Seniors Act | Couple Decides What To Include In Their Confidence – Santa Cruz Sentinel
Dear Len & Rosie,
We updated our confidence and had two different opinions on checking accounts and CDs. Should we have our regular checking account in the trust? Should we have the money market account in the trust? Should we have the CD in the trust?
Everything should be in your confidence, with a few exceptions. Don’t bother going to the DMV to transfer your vehicles into the trust. If you die in possession of an automobile, your heirs can rename it to their name at the DMV 40 days or more after your death. All they need are your death certificates, the vehicle title, and the DMV REG-5 form, which is readily available at www.dmv.ca.gov.

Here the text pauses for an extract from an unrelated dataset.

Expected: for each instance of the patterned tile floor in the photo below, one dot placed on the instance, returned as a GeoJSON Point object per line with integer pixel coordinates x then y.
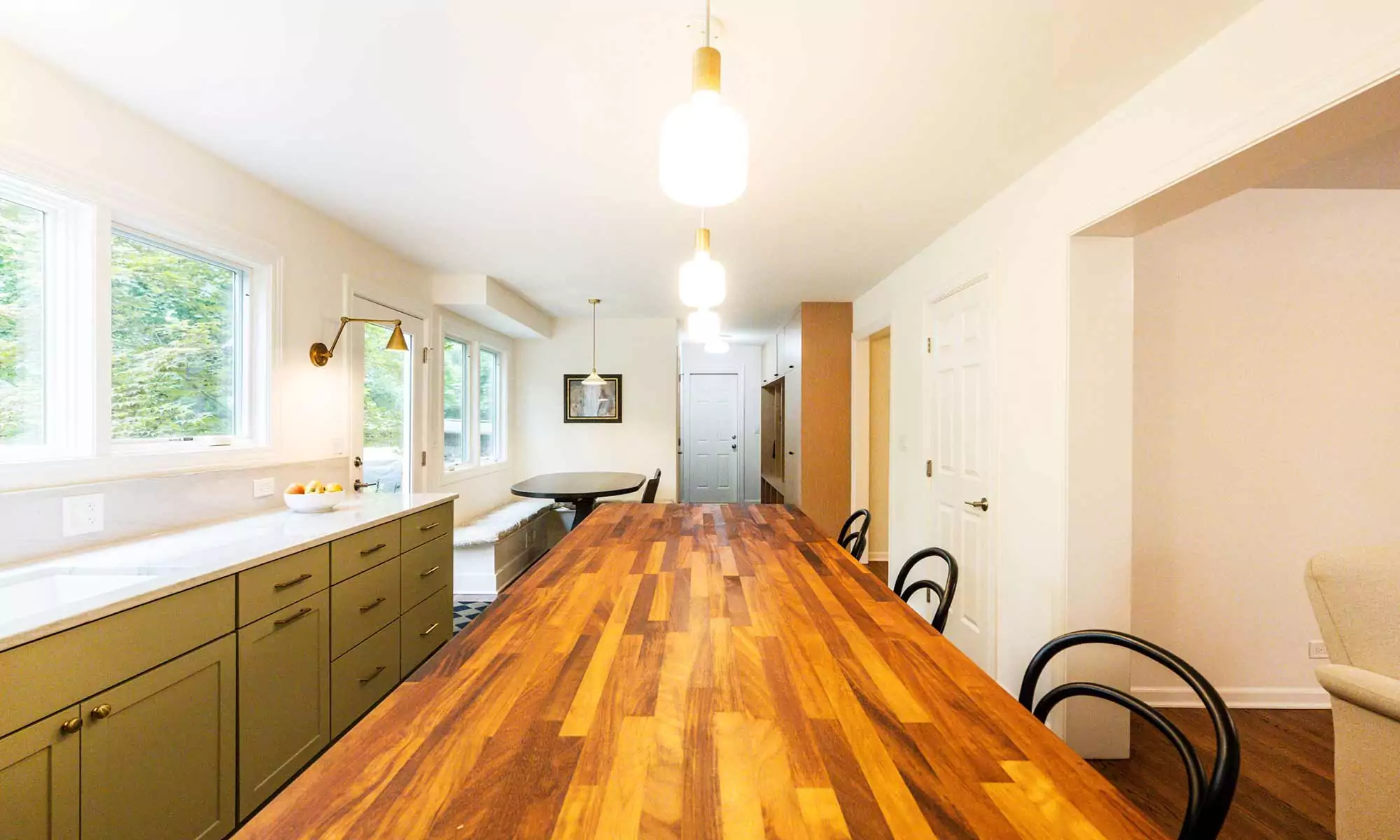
{"type": "Point", "coordinates": [465, 611]}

Unless your lawyer advises you to do otherwise, do not transfer any retirement account into your trust, and do not name your trust as the beneficiary of the retirement account. Transferring a retirement account to a trust means you cash out the account and will have to pay tax on all of that deferred income all at once. In addition, under the SECURE law passed in 2020, retirement accounts paid into trusts must be fully cashed within 10 years of your death, while spouses can roll over spouses on their own.
The easiest way to manage a retirement account is to designate your spouse as the primary beneficiary and your children or others as secondary beneficiaries. The only reason you would leave a retirement account in your trust is if you have a disabled or spendthrift beneficiary who cannot or should not receive the money directly.
If you and your spouse name each other as the primary beneficiary of each of your retirement accounts and you name your children or other chosen heirs as secondary beneficiaries, your children will have to cash their shares within 10 years of the death of the surviving spouse, but each child can decide for themselves when to cash out their share instead of a trustee who makes the decision for everyone.
We advise our clients to keep their checking account outside of their trusts. Instead, keep the account on behalf of both spouses and add one of your children to the account when one of you starts slowing down and may need help paying the bills.
When you and your wife pass away or become incapacitated, your successor trustee will take over, but it cannot happen overnight. It takes a few weeks to round off death certificates or doctor’s letters to allow your revocation as a trustee. Adding someone to your checking account now will make their job easier when the time comes.